Morris nodded. “All 62-grain Mk318 Mod 3 Optimized made by Black Hills, which should work well no matter what length barrel you’re shooting it out of. If I was going to go to all the trouble to bring it in, I wanted to bring in the good stuff. We had more at the secondary location where I met up with the squads of Alpha yesterday, so this is all for you guys. Well, what’s left, it looks like locusts have been through here. I think you’re one of the last squads to grab your share. But I don’t want any of it left, it doesn’t do anybody good sitting here.”
“Oh, you don’t have to worry about that,” Ed assured him.

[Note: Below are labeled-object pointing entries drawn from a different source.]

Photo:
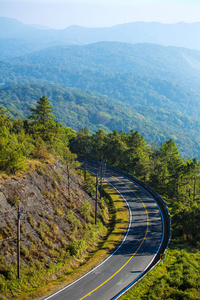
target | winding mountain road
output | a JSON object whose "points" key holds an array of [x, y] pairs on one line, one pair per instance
{"points": [[139, 250]]}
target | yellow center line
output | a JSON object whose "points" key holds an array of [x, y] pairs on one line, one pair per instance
{"points": [[135, 251]]}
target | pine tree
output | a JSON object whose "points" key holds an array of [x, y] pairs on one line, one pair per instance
{"points": [[43, 111]]}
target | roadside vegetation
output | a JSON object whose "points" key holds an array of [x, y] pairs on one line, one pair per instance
{"points": [[39, 141], [59, 235]]}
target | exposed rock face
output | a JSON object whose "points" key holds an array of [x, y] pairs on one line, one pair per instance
{"points": [[53, 212]]}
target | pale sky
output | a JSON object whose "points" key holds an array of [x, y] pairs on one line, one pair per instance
{"points": [[99, 13]]}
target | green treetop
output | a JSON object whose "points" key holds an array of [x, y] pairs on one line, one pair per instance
{"points": [[43, 111]]}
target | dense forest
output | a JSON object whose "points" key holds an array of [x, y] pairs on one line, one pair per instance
{"points": [[161, 167], [78, 109], [177, 180]]}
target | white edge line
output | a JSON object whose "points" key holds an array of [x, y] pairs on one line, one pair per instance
{"points": [[130, 220], [141, 275]]}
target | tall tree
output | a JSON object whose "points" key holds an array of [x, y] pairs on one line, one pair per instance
{"points": [[43, 111]]}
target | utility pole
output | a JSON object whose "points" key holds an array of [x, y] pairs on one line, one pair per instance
{"points": [[101, 177], [18, 239], [18, 243], [96, 199], [85, 166]]}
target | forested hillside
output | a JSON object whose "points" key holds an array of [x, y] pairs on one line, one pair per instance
{"points": [[27, 145], [78, 109]]}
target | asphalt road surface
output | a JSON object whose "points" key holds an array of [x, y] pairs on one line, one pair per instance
{"points": [[133, 256]]}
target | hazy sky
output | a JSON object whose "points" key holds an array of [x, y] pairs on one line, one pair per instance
{"points": [[99, 13]]}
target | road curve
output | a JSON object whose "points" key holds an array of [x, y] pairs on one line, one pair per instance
{"points": [[139, 250]]}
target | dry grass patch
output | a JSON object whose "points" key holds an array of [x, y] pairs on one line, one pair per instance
{"points": [[119, 216]]}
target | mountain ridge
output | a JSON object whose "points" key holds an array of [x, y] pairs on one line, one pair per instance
{"points": [[178, 34]]}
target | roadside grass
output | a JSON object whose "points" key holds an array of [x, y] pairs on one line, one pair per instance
{"points": [[119, 219], [177, 278]]}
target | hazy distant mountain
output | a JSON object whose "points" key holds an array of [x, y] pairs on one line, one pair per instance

Morris rubbed his chin as he stared at the pallets of ammunition and supplies filling the room, which they’d snuck into the city on trucks or backs over a three month period when there were no Tab-controlled satellites over the city. “It’s interesting. With the war, the Tabs are not getting any new tanks or tank parts. Aircraft or parts. They’re hardly getting any new guns. You want to know why? Before the shooting actually started there was a culture war going on. They were doing everything they could to drive not just gun owners but actual guns out of their states. For the decade or so prior to the war just about every firearms or ammunition manufacturer was forced to relocate out of those freedom-hostile states, from New York and Massachusetts, say, to Texas and North Carolina. As a result, pretty much all of the gun and ammo manufacturers ended up being inside the territory we control. While of course there are wartime deprivations, we have continued to make guns and ammo… and other more interesting and powerful munitions.” He gestured at the third pallet against the wall. “The Tabs, on the other hand, have pretty much been stuck with what they had on hand when they started the war. Now, that included a lot of the military bases and their extensive armories, but they’re not really making any more, and while they’re getting some from their communist ally states, we hear it’s all small arms stuff, rifle rounds and grenades, and not enough of that.”